By David Lord / Expert

Newly re-crowned Australian champion Novak Djokovic found the missing link in his ability chain during the tense five set victory over Stanislas Wawrinka in the fourth round.

Djokovic had no right to beat Switzerland’s second favourite son, who was by far the better player on the night.

But Djokovic won against all odds.

Whatever form that link took, it surfaced again in the final.

In the latter part of the first set tie-breaker in favour of Andy Murray and the first two games of the second set, Murray won 17 of 20 points and was well in command.

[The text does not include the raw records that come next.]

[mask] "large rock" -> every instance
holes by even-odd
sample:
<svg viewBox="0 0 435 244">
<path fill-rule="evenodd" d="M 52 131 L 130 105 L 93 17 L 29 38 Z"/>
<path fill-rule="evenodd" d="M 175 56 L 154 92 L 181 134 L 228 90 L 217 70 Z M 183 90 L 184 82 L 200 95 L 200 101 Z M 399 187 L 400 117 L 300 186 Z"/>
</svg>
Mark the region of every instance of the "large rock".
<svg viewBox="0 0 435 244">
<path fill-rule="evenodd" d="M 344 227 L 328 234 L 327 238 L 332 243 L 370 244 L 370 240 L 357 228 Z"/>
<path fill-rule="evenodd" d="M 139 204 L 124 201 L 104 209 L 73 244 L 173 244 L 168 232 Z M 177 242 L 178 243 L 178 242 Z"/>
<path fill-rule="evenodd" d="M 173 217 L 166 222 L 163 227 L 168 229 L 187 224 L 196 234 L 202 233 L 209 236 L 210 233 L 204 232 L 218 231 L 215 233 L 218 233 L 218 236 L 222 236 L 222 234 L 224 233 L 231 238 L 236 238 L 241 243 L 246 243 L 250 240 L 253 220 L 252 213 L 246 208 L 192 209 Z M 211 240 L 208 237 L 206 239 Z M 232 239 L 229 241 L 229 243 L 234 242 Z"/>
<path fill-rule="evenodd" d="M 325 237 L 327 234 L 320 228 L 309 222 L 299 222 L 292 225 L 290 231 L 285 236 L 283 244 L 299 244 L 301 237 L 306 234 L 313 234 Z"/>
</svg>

The Scot was all set to take a vital two sets to love lead with 0/40 on Djokovic’s serve.

Surface that link.

From 0/40, Djokovic held serve after two deuces and went on to take the second set in another tie- breaker.

Murray never really got over seemingly blowing that 2-0 lead, as Djokovic cruised home, 6-3, 6-2 to clinch his fourth Australian Open title, his third in succession.

Australian legend Roy Emerson was the last to achieve the feat in 1963-64-65 and went on to stretch it to five on the trot in 1966-67.

There is nothing to say Djokovic won’t tread the same path now that he has found the missing link. And it will hold him in good stead as he seeks his first French Open crown – his Achilles heel.

Rafael Nadal, seven time champion at Roland Garros, makes his return from injury next month.

But the king of clay will be well short of match play to hope to succeed against Djokovic, Murray and Roger Federer this year.

I predict Novak Djokovic will become the first man to claim the coveted and hard to convert Grand Slam since Rod Laver in 1969.

The once missing link will be the difference.

We are looking at arguably the most complete tennis player in the history of the sport. And he will get even better.

The Crowd Says:

2013-02-05T11:55:58+00:00

melo-drama

Guest


Nawwww I thought you were talking about Steve Novak.....

2013-01-29T19:35:52+00:00

M

Guest


"We are looking at arguably the most complete tennis player in the history of the sport." I agree with this. Good article.

2013-01-29T00:58:40+00:00

James

Guest


Whoever wrote this, Nadal has won Roland Garros SEVEN times, not six!